I am designing a database for entities like stores, products, customers, suppliers and warehouses. The database will be used as an online transactional system in different physical stores.
In my case all the attributes of stores, customers, suppliers and warehouses can be defined as columns because they won't change much over time. However the products have an unlimited amount of attributes so I would like to put this data in an EAV model.

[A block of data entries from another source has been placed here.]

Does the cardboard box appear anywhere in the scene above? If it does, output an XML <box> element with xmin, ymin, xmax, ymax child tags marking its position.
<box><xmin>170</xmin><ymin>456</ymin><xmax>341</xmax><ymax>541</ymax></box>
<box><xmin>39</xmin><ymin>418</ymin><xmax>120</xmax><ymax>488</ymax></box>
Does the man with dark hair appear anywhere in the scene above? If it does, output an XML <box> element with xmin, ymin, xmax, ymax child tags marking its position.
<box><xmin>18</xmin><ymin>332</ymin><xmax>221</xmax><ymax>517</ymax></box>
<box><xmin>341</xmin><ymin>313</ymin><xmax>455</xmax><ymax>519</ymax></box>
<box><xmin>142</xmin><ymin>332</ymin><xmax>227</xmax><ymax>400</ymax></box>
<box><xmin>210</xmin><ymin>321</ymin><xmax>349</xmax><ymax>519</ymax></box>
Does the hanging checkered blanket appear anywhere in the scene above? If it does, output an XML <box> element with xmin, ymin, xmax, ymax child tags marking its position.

Can anybody point out if the values should be put in their own datatype-specific table (such as attribute_values_int, or as columns in the generic attribute_value table? Because of performance reasons Magento has chosen datatype-specific value tables. See: http://blog.magestore.com/2012/03/23/magento-certificate-eav-model-concepts
Thanks.
Frankly, the best option is "not EAV". Look into using hstore
fields, XML
, or json
.
In PostgreSQL there is no performance advantage to using per-datatype tables. NULL
values are stored in a compact NULL
bitmap, so it makes very little difference whether you have a tuple like (NULL, NULL, NULL, 42, NULL, NULL)
or just (42)
.
This also allows you to add CHECK
constraint enforcing that exactly one field must be non-NULL
, so you don't get multiple values of different types.
Demo:
regress=> CREATE TABLE eav_ugh (
entity_id integer,
int_value integer,
numeric_value numeric,
text_value text,
timestamp_value timestamp with time zone,
CONSTRAINT only_one_non_null CHECK (
(int_value IS NOT NULL AND numeric_value IS NULL AND text_value IS NULL AND timestamp_value IS NULL) OR
(int_value IS NULL AND numeric_value IS NOT NULL AND text_value IS NULL AND timestamp_value IS NULL) OR
(int_value IS NULL AND numeric_value IS NULL AND text_value IS NOT NULL AND timestamp_value IS NULL) OR
(int_value IS NULL AND numeric_value IS NULL AND text_value IS NULL AND timestamp_value IS NOT NULL)
)
);
CREATE TABLE
regress=> insert into eav_ugh (entity_id, numeric_value) select x, x from generate_series(1,5000) x;
INSERT 0 5000
regress=> select pg_relation_size('eav_ugh');
pg_relation_size
------------------
229376
(1 row)
regress=> CREATE TABLE no_null_cols(entity_id integer, numeric_value numeric);
CREATE TABLE
regress=> insert into no_null_cols (entity_id, numeric_value) select x, x from generate_series(1,5000) x;
INSERT 0 5000
regress=> select pg_relation_size('no_null_cols');
pg_relation_size
------------------
229376
(1 row)
regress=> SELECT sum(pg_column_size(eav_ugh)) FROM eav_ugh;
sum
--------
164997
(1 row)
regress=> SELECT sum(pg_column_size(no_null_cols)) FROM no_null_cols;
sum
--------
164997
(1 row)
In this case the null bitmap isn't adding any space at all, likely due to alignment requirements.